Currently the lowest fare you can pay on the system using PRESTO is $4.71 for an adult fare. That'll only cover a very short trip, like Union to Bloor or Aldershot to Burlington. When you're crossing from a surrounding city into Toronto, it can be cheaper this way, since otherwise you'd be paying a double bus fare. But in most cases it's more expensive.

 Excluded from this list are stations under 20 km from Union because they are within the smallest price range (between $4.71 and $5.02). Stations over 35 km were excluded to make the chart shorter and easier to understand, but you can  download the data in full here .

Excluded from this list are stations under 20 km from Union because they are within the smallest price range (between $4.71 and $5.02). Stations over 35 km were excluded to make the chart shorter and easier to understand, but you can download the data in full here.

The stations in the chart above represent those that are between 20-35 kilometres from Union Station and represent just a few of the inconsistencies in the fare system.

You would expect that the further you travel, the more you pay for your journey, but this isn't always the case. Travelling 22.7 km to Old Cummer on the Richmond Hill line is more than a dollar cheaper than travelling the 20 km to Dixie on the Milton line.

That's not a one-off situation either, since above is only a sample of some of the stations in the network. The pricing for Port Credit, Cooksville, Erindale, Maple and Langstaff are all cheaper than travel to the next-closest station before them. This is even more obvious when we look at the price per kilometre where prices jump from $0.30 to $0.22 per km before rising to $0.30 and falling back down to $0.22. It effectively makes no sense how the transit is priced when there's so actual correlation between the distance travelled and how much you're paying.

Subsidizing Trips

The further someone travels from Union on any line, the cheaper it gets to travel (on a price-per-km basis). However, the Lakeshore West line stands out the most, where the price-per-km begins at an astonishing $1.47 for the shortest trip, followed by $0.46 and $0.35 to Mimico and Long Branch respectively.

Though GO Transit has been historically aimed at commuters, the Lakeshore West and East lines are different because of their frequent counter-peak service. They've branded these lines as usable for both commuting and recreation, but haven't updated fares to reflect that change.

 On the Lakeshore West line, passengers who take shorter trips within the city of Toronto are essentially subsidizing trips for passengers travelling longer distances.

On the Lakeshore West line, passengers who take shorter trips within the city of Toronto are essentially subsidizing trips for passengers travelling longer distances.

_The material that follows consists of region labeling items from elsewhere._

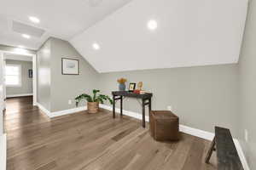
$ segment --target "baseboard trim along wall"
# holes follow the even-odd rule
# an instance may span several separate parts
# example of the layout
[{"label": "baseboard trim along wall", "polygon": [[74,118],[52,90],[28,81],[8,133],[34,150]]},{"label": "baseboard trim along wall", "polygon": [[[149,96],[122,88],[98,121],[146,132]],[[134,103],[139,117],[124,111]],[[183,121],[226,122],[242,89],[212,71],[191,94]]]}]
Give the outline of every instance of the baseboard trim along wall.
[{"label": "baseboard trim along wall", "polygon": [[0,136],[0,169],[6,170],[6,134]]},{"label": "baseboard trim along wall", "polygon": [[82,111],[82,110],[87,110],[86,106],[81,106],[81,107],[76,107],[76,108],[73,108],[73,109],[67,109],[67,110],[63,110],[50,112],[45,107],[44,107],[41,104],[37,103],[37,105],[49,118],[53,118],[53,117],[60,116],[64,116],[64,115],[68,115],[68,114],[73,114],[73,113],[75,113],[75,112],[79,112],[79,111]]},{"label": "baseboard trim along wall", "polygon": [[[112,106],[109,106],[109,105],[100,105],[100,107],[102,108],[102,109],[111,110],[111,111],[113,110]],[[120,112],[119,108],[115,108],[115,110],[118,113]],[[131,117],[134,117],[134,118],[137,118],[137,119],[140,119],[140,120],[143,119],[142,115],[139,114],[139,113],[137,113],[137,112],[128,111],[128,110],[123,110],[123,114],[126,115],[126,116],[131,116]],[[149,122],[149,118],[148,118],[148,116],[145,116],[145,119],[146,119],[146,122]],[[193,135],[193,136],[196,136],[196,137],[199,137],[199,138],[202,138],[202,139],[211,140],[211,141],[212,140],[212,139],[214,137],[213,133],[207,132],[207,131],[197,129],[197,128],[190,128],[190,127],[188,127],[188,126],[185,126],[185,125],[179,125],[179,130],[181,132],[184,133],[190,134],[190,135]],[[243,153],[243,150],[241,149],[241,146],[238,139],[233,139],[233,140],[234,140],[235,145],[236,147],[236,150],[237,150],[237,152],[238,152],[239,157],[241,159],[241,162],[242,163],[244,170],[250,170],[250,168],[248,167],[248,164],[247,164],[247,162],[246,160],[245,155]]]},{"label": "baseboard trim along wall", "polygon": [[6,95],[6,98],[15,98],[15,97],[25,97],[25,96],[32,96],[33,94],[19,94],[13,95]]},{"label": "baseboard trim along wall", "polygon": [[[53,118],[53,117],[60,116],[64,116],[64,115],[68,115],[68,114],[73,114],[73,113],[75,113],[75,112],[79,112],[79,111],[87,110],[86,106],[82,106],[82,107],[77,107],[77,108],[68,109],[68,110],[60,110],[60,111],[50,112],[49,110],[48,110],[46,108],[44,108],[39,103],[38,103],[37,105],[49,118]],[[100,108],[106,109],[106,110],[111,110],[111,111],[113,110],[112,106],[106,105],[102,105],[102,104],[100,104]],[[119,108],[116,108],[115,110],[116,110],[116,112],[118,112],[118,113],[120,112]],[[134,117],[136,119],[142,120],[142,115],[139,114],[139,113],[137,113],[137,112],[123,110],[123,114],[126,115],[128,116],[131,116],[131,117]],[[146,122],[149,122],[148,116],[146,116],[145,119],[146,119]],[[190,128],[190,127],[188,127],[188,126],[185,126],[185,125],[179,125],[179,130],[181,132],[184,133],[190,134],[190,135],[193,135],[193,136],[196,136],[196,137],[199,137],[199,138],[202,138],[202,139],[207,139],[207,140],[212,140],[212,139],[214,137],[213,133],[207,132],[207,131],[197,129],[197,128]],[[243,166],[244,169],[245,170],[250,170],[239,141],[236,139],[234,139],[234,143],[236,144],[236,150],[238,151],[238,155],[240,156],[240,159],[241,161],[241,163],[242,163],[242,166]]]}]

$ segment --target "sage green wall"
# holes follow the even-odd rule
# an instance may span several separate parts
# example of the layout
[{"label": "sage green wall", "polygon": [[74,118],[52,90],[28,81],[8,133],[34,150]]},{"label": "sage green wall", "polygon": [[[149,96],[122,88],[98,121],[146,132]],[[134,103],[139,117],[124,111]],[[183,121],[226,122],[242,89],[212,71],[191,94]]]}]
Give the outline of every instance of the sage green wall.
[{"label": "sage green wall", "polygon": [[[153,110],[172,105],[181,124],[209,132],[219,125],[238,133],[237,65],[102,73],[100,89],[110,94],[119,77],[143,82],[143,88],[154,94]],[[132,99],[125,99],[124,109],[142,112]]]},{"label": "sage green wall", "polygon": [[[51,41],[51,111],[75,108],[74,98],[82,93],[97,88],[98,73],[67,41]],[[62,75],[61,58],[79,60],[79,75]],[[68,100],[72,104],[68,105]],[[84,105],[84,104],[81,104]]]},{"label": "sage green wall", "polygon": [[[240,142],[250,168],[256,169],[256,2],[250,1],[240,60]],[[245,141],[245,129],[248,140]]]},{"label": "sage green wall", "polygon": [[[61,58],[79,60],[79,75],[62,75]],[[38,99],[51,112],[75,108],[78,94],[97,88],[98,73],[67,41],[49,38],[38,52]]]},{"label": "sage green wall", "polygon": [[32,78],[28,77],[28,70],[32,69],[32,61],[6,60],[6,64],[20,65],[21,66],[21,86],[6,87],[6,95],[32,94]]}]

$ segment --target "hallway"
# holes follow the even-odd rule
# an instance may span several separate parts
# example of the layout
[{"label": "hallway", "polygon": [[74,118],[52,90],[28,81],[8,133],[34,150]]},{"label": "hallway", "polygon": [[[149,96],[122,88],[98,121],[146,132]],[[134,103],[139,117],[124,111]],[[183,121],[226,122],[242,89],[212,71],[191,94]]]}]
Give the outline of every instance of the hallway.
[{"label": "hallway", "polygon": [[[85,113],[85,114],[84,114]],[[209,141],[182,133],[177,143],[154,141],[140,122],[109,111],[49,119],[32,97],[7,100],[8,170],[214,170],[205,164]]]}]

In regards to Exhibition, luckily there is a streetcar route that'll take you right to the station from Union, but Mimico and Long Branch are both around a hour on the subway and bus. With its Regional Express Rail (RER for short) plan, GO is planning to add 15-minute two-way all-day service to the Lakeshore lines by 2025. They could begin implementing some parts of the plan right now, such as integrated fares with municipal transit systems. It wouldn't help to adjust the fares so shorter trips aren't being penalized too.

Most recently GO switched the way they did their fare increases from a flat increase per fare bracket (say fares between $5 and $6 increase by $0.10, $6 to $7 by $0.20 cents and so on) to a percentage. The set percentage is more aligned with the goal of getting people to pay by distance because it increases fares by more only when they get more expensive. It's a small, quick-fix solution to a larger problem that still needs solving.

To completely solve this issue, GO Transit should increase the cost of longer trips to be a more accurate representation of the distance travelled, while decreasing the price of shorter fares to promote shorter trips throughout the region (many of which GO is the only form of inter-city transit). Decreasing the base fare charged from over five dollars to something more aligned with the fare of the subway would go a long way for fare integration and promoting transit as a useful and inexpensive alternative to the car.